Study Motivation and Information

Medical imaging is essential to timely and accurate medical diagnosis and prognosis. A wide number of noninvasive or minimally invasive imaging methods - such as X-rays, Medical Resonance Imaging (MRI) scans, and Computed Tomography (CT) scans - can capture the internal state of bodily systems along a large range of scales. Moreover, imaging techniques such as electron microscopy are also of significance to non-medical biological studies.

Often, it is inefficient, time-consuming, or laborious for humans to manually identify features of interest, such as lesions, particular cell types, and other biological structures or aberrations in these scans. This is especially the case for high-resolution three-dimensional scans and features of interest which are very small in size compared to the field captured by the image(s). For this reason, there has long been interest in applying computer vision to medical imaging.

Deep learning models have somewhat recently been applied to more challenging medical imaging problems which previous 'manual' computer vision approaches struggle on, including semantic segmentation. The standard objective of semantic segmentation is to associate each pixel in an input image with a class. Semantic segmentation is often used to automatically detect and draw'/outline' features of interest by classifying each pixel of the image as belonging to a feature of interest or not. Such deep learning models have applications in the automated detection and precise localization of cells, lesions, tumors, and other specific biological structures.
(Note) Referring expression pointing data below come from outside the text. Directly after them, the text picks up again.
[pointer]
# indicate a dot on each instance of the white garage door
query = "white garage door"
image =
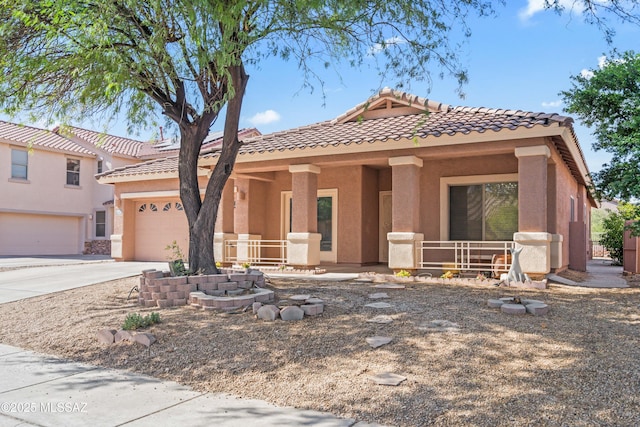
(27, 234)
(158, 223)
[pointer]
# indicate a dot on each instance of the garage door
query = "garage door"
(158, 223)
(28, 234)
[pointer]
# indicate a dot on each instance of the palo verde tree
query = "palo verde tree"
(185, 60)
(607, 99)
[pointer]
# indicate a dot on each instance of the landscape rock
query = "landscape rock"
(106, 336)
(378, 305)
(123, 335)
(144, 338)
(538, 309)
(299, 298)
(513, 309)
(256, 306)
(312, 309)
(291, 313)
(389, 286)
(382, 319)
(378, 295)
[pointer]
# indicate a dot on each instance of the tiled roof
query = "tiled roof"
(39, 138)
(109, 143)
(441, 120)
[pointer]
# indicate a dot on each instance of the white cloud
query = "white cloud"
(379, 47)
(535, 6)
(602, 62)
(264, 118)
(552, 104)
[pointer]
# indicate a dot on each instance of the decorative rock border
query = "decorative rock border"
(159, 289)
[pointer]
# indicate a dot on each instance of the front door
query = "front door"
(327, 222)
(385, 225)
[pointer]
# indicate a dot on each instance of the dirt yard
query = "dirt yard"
(578, 365)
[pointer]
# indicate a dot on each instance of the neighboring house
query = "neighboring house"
(50, 202)
(398, 179)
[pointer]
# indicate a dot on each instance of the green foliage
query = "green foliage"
(614, 228)
(135, 321)
(608, 100)
(403, 273)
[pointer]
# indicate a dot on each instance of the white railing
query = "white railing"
(256, 252)
(465, 256)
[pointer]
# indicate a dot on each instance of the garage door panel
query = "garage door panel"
(158, 224)
(28, 234)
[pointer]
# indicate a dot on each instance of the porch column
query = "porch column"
(532, 233)
(405, 212)
(224, 223)
(303, 242)
(123, 237)
(242, 219)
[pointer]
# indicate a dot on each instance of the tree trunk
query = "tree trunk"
(201, 215)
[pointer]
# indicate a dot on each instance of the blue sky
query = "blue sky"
(520, 59)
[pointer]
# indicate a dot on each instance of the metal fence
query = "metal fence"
(256, 252)
(465, 256)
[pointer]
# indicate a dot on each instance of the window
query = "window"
(73, 172)
(483, 211)
(101, 224)
(19, 160)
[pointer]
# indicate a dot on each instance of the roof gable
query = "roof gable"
(40, 138)
(390, 103)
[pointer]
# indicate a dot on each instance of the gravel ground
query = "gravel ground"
(576, 366)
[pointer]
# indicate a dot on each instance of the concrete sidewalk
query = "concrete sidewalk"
(39, 390)
(31, 279)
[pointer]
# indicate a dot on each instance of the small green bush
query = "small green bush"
(136, 321)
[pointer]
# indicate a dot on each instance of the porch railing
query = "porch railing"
(256, 252)
(465, 256)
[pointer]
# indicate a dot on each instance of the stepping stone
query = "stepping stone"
(382, 319)
(531, 301)
(513, 309)
(301, 298)
(538, 309)
(107, 336)
(266, 312)
(389, 286)
(388, 378)
(145, 339)
(445, 325)
(291, 313)
(376, 342)
(378, 295)
(379, 305)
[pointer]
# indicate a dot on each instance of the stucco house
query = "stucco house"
(50, 202)
(398, 179)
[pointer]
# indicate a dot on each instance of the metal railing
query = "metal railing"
(465, 256)
(256, 252)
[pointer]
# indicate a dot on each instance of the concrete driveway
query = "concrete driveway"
(28, 277)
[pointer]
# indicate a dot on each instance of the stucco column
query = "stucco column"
(123, 237)
(224, 222)
(532, 233)
(303, 243)
(405, 212)
(241, 221)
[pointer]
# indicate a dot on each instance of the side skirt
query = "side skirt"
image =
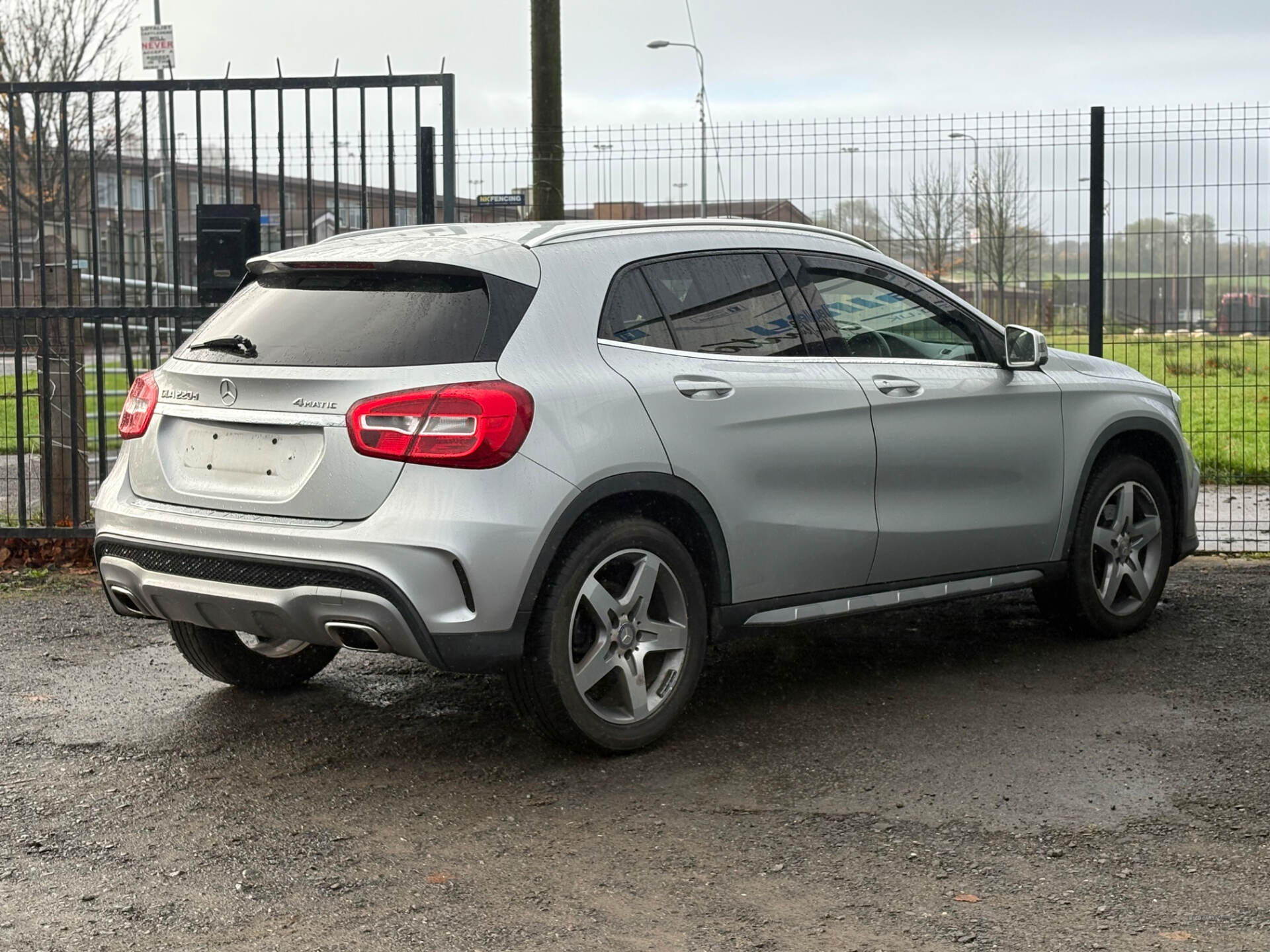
(821, 606)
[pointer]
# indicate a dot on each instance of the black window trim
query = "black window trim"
(785, 280)
(984, 337)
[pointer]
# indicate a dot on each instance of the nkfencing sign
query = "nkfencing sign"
(487, 201)
(158, 51)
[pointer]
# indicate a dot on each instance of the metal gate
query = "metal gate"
(101, 186)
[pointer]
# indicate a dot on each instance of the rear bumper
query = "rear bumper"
(318, 614)
(397, 573)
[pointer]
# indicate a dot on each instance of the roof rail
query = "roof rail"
(563, 234)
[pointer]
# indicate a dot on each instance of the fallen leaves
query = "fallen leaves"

However, often medical images are inherently ambiguous. To address contextual ambiguity, it is standard for one image to be annotated by several annotators, then compared and discussed until a single unanimous annotation is obtained through deliberation. This high-labor process is inefficient and inconsistent. Alternatively, computational computer vision methods may be used to compute the median of annotations, but this has its own problems. Uncertainty cannot be wholly resolved into certainty, and therefore it can also be difficult for the model to associate ambiguous images with the annotation collectively chosen by the human annotators after aggregation.

Establishing detailed annotation rules in an attempt to minimize disagreement also may not suffice in high-variation contexts, where rules fail to illustrate standards or protocols in novel situations.

As such, there is a large body of work which attempts to allow models to abstractly learn uncertainty from the dataset. Why not, however, directly mark uncertainty into the image? This is easily understandable, accessible, not restricted by dataset size and variability restrictions, and so on. It opens up the ways in which we can use uncertainty.

To summarize - many segmentation tasks in medicine and biology can be automated. However, there are several challenges throughout the segmentation modeling process:

  • Annotators often disagree with each other, which leads to…
    • …greater time spent reviewing and discussing disagreements.
    • …a greater number of annotators or skill level needed to reconcile disagreements.
    • …possibly uninformative or inaccurate annotations which do not reflect the complete context.
  • Models trained on aggregated labels in high-disagreement contexts may develop un-robust representations and hit performance ceilings due to the inherent difficulty of modeling the average/median aggregated annotation (arbitrariness). (This assertion has strong precedent in literature around space).
  • Even assuming a model can predict a standard annotation, the result may not be useful or fully accurate in a contextual sense. That is, in ambiguous contexts, the ‘correct answer’ is not a single possibility but rather the space of possibilities.

Research Questions.

  • RQ 1. Representative/informative capacity.
    • RQ 1a. Can a single annotator using the min/max procedure capture the range of disagreement of multiple annotators using the standard procedure?
    • RQ 1b. Does using the min/max procedure as opposed to the standard procedure reduce disagreement between annotations for a single image?
  • RQ 2. User interaction.
    • RQ 2a. Is the min/max procedure usable to the user (relative to the standard procedure)?
      • RQ 2b. Is the min/max procedure efficient to use? More specifically, does it require minimally more labor and time to use the min/max as opposed to the standard procedure?
  • RQ 3. Applicability to modeling.
    • RQ 3a. Does a deep computer vision model trained on automatically derived min/max labels produce usable and robust predictions, compared to models trained on data annotated with the standard-procedure? Moreover, can we derive standard predictions from min/max-style predictions to establish a relationship in information content?
    • RQ 3b. Does a deep computer vision model trained on min/max annotated labels produce usable and robust predictions, compared to models trained on the same data annotated with the standard-procedure?